Il viceprefetto di Ravenna ha incontrato lunedì i rappresentanti delle segreterie di Cgil, Cisl e Uil, insieme alle Rsu, confermando il suo impegno ad interessare gli organi del Governo centrale

I dipendenti della Provincia manifestano forte preoccupazione in vista della prevista contrazione delle funzioni delle province e alla ricollocazione del personale.  Il viceprefetto di Ravenna ha incontrato lunedì i rappresentanti delle segreterie di Cgil, Cisl e Uil, insieme alle Rsu, confermando il suo impegno ad interessare gli organi del Governo centrale e, in sede locale, a propiziare con i sindaci dei Comuni e con il presidente della Provincia l'attivazione di un tavolo al fine di individuare insieme possibili procedure di trasferimento di funzioni.

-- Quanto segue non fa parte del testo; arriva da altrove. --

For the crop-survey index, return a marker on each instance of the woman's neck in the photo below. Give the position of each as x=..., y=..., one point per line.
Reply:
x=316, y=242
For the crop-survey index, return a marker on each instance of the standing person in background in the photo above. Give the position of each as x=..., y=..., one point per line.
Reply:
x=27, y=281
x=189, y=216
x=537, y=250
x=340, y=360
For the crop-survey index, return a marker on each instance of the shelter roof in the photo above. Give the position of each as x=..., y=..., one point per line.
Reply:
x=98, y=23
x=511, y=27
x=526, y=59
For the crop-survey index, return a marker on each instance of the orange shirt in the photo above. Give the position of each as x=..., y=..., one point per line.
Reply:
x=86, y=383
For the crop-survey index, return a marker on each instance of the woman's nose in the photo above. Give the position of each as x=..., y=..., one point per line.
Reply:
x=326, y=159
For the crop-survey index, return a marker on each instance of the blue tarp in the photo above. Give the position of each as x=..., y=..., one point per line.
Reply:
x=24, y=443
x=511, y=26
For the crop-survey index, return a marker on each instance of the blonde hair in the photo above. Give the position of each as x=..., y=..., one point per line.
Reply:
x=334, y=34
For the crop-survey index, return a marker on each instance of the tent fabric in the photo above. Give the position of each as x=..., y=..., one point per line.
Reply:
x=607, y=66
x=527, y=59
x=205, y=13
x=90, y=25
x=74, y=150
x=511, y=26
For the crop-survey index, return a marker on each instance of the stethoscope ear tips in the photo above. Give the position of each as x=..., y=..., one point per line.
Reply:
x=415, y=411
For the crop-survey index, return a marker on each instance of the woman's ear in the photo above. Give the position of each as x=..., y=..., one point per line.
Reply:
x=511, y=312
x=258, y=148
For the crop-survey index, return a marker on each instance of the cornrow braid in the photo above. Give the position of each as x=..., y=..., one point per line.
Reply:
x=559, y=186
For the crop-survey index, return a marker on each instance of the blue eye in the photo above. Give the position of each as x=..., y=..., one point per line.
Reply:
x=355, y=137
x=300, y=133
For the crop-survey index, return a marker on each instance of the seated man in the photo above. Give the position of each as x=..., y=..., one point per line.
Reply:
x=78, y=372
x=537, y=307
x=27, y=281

Le questioni che sono state rappresentate attengono non solo alla perdita di capacità professionali formatesi nei vari ambiti strategici, come per esempio l'accesso ai fondi europei, ma anche alla futura mancata risposta dei bisogni dei cittadini nei vari ambiti di competenza, tra cui la manutenzione nei plessi scolastici e sulle arterie stradali. Il viceprefetto ha ascoltato con attenzione quanto da loro espresso sul mancato riordino degli assetti territoriali, sull'assenza di un progetto concreto volto non soltanto alla salvaguardia dei posti di lavoro e della professionalità, ma ad evitare anche l'impossibilità di continuare ad erogare i servizi sul territorio, nei diversi settori come la scuola e l'ambiente, fino al dissesto finanziario dell'ente.

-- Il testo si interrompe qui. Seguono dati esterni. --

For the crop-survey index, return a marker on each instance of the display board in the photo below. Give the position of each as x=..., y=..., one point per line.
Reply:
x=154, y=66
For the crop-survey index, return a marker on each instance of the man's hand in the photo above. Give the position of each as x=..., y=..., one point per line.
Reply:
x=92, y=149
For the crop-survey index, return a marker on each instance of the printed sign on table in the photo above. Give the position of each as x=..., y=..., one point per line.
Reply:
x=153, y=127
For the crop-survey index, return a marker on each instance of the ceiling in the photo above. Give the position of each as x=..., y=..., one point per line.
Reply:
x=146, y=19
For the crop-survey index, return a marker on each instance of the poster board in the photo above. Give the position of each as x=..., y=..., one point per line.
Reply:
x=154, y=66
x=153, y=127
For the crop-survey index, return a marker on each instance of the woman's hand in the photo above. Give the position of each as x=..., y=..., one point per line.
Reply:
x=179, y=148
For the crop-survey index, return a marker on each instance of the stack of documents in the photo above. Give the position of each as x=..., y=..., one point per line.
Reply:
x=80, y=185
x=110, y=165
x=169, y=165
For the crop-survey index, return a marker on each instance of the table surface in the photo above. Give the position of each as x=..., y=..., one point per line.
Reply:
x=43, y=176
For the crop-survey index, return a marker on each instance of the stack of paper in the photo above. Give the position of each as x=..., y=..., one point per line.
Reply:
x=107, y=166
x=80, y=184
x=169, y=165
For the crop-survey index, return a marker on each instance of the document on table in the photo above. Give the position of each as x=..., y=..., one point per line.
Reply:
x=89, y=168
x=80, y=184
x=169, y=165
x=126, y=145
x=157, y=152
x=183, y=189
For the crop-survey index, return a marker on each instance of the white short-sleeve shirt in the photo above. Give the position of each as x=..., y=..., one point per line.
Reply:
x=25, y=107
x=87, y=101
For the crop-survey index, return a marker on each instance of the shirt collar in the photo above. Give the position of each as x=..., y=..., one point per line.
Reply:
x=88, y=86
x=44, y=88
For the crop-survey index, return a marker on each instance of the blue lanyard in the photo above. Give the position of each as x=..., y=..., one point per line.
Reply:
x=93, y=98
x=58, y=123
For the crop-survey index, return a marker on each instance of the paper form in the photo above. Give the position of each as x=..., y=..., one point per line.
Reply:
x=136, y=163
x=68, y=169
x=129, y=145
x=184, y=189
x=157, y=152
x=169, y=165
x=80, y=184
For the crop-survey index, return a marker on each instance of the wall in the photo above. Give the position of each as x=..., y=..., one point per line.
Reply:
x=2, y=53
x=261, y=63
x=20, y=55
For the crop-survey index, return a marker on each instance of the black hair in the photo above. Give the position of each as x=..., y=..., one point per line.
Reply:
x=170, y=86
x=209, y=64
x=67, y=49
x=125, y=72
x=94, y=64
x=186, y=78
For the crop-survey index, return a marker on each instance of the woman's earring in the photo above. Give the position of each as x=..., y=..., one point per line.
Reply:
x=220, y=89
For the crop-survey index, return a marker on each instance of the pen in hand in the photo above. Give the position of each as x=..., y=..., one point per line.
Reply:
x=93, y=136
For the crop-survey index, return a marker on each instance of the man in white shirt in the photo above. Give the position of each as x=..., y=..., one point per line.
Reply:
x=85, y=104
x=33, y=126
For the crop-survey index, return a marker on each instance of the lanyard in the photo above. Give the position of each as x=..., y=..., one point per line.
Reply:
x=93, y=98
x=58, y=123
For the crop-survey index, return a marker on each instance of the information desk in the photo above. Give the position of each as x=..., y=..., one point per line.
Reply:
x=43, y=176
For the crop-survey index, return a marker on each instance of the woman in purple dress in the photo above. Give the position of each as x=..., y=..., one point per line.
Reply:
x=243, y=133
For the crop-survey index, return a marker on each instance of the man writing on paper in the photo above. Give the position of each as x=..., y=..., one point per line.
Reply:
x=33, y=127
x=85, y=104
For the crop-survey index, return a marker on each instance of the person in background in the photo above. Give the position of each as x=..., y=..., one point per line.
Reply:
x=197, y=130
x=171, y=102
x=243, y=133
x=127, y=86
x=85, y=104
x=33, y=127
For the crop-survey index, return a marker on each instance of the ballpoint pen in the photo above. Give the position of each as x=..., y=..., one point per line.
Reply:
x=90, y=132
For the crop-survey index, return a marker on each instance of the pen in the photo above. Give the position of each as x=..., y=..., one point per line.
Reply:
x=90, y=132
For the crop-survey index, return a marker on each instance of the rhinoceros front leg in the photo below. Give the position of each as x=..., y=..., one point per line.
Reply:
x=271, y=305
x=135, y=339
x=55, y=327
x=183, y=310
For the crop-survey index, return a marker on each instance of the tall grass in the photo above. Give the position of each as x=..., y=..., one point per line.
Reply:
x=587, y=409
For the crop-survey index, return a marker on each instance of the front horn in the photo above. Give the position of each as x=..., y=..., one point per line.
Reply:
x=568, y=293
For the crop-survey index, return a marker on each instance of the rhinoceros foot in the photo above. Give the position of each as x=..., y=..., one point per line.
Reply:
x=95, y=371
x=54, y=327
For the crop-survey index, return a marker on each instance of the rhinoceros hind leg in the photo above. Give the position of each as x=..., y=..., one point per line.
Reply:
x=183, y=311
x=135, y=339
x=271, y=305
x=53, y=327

Sulla questione è intervento anche il consigliere provinciale dell'Udc, Gianfranco Spadoni: "I dipendenti della Provincia sono giustificatamente preoccupati per il loro futuro, ma, soprattutto, sono in apprensione perché nessuno è in grado di tracciare il  benché minimo  percorso di transizione in questo momento di buio assoluto. Difficile fare un’ analisi della situazione il cui peccato originale è annidato nel legislatore che ha, di fatto, tentato di depennare questi enti di secondo grado, ma non ha previsto le fasi successive di  tale  azzeramento fittizio e che nei fatti tiene ancora in piedi le province senza un minimo di autonomia finanziaria. Situazione grottesca dovuta a un sistema di governare un po’ improvvisato e senza lungimiranza, oltretutto  con evidenti risultati lasciati a metà del guado, e  soprattutto con gravi strascichi  per le funzioni dell’ente  e la tranquillità del personale in capo allo stesso".

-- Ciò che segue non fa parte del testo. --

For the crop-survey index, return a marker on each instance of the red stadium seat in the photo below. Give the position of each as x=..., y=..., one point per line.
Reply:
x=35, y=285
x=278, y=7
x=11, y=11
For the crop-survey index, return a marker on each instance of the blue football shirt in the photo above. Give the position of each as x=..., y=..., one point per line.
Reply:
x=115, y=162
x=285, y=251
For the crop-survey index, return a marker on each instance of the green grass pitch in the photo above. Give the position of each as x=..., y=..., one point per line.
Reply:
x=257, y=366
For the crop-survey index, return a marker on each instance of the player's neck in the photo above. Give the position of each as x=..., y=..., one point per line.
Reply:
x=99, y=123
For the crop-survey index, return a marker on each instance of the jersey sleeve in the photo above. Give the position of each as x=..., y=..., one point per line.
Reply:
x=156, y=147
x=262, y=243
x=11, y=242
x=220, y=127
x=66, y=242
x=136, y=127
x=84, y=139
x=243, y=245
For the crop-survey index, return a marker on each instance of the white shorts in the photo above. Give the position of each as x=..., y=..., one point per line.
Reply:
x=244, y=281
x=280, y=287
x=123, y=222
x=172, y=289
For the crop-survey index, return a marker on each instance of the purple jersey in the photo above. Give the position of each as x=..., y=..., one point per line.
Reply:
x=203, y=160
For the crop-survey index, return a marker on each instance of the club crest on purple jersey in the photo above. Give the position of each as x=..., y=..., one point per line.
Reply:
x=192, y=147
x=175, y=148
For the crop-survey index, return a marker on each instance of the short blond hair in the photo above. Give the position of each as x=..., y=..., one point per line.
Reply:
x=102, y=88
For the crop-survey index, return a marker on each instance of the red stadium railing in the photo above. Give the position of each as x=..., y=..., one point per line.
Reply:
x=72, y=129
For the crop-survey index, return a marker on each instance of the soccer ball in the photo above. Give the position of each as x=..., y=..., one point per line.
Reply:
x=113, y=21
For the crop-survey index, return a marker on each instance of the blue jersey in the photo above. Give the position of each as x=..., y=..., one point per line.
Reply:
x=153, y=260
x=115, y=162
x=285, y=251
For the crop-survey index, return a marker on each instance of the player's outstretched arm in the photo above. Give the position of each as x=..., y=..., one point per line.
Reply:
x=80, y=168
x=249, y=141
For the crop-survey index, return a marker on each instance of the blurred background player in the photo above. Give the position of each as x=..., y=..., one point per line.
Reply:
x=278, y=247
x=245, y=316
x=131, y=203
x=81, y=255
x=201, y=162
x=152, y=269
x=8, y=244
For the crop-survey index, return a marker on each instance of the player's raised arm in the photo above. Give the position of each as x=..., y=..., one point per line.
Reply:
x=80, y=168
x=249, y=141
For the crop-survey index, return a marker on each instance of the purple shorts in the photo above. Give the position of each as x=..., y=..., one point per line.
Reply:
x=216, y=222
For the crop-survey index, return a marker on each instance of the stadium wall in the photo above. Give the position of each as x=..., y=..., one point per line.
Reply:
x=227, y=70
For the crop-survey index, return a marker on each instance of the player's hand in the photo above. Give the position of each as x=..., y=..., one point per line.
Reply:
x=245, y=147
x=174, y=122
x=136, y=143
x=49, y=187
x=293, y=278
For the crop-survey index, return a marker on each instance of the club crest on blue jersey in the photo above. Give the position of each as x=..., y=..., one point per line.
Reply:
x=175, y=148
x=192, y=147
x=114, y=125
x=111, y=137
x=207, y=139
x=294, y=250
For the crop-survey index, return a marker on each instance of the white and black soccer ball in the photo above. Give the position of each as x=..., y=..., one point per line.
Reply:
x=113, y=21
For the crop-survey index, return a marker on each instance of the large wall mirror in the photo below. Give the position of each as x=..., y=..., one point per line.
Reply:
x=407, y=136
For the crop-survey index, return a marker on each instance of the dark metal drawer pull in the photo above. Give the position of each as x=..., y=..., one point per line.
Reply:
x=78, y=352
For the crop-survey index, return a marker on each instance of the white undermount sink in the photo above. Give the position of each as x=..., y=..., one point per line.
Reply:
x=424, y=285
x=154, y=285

"Se il governo centrale, in ogni modo,  ha responsabilità oggettive di questo bailamme istituzionale, la regione non è certamente senza colpevolezza. La nostra regione, infatti, più interessata alle dimissioni del suo presidente  e alle vicende legate ai diversi scandali dei gruppi consiliari, si è guardata bene di mostrare interesse sul  futuro delle province, scoraggiata, oltretutto, dal  quadro economico d’indebitamento elevatissimo e soprattutto senza alcun impegno né  copertura economica  da parte dello stato - afferma Spadoni -. E il datore di lavoro dei dipendenti della Provincia di Ravenna, vale a dire l’ organo monocratico a capo del governo dell’ente ravennate? Completamente afono. In un quadro di grande preoccupazione dei dipendenti e d’incertezza di non  ricevere addirittura lo stipendio del mese di marzo 2015, l’inquilino di piazza dei Caduti sceglie il silenzio assoluto".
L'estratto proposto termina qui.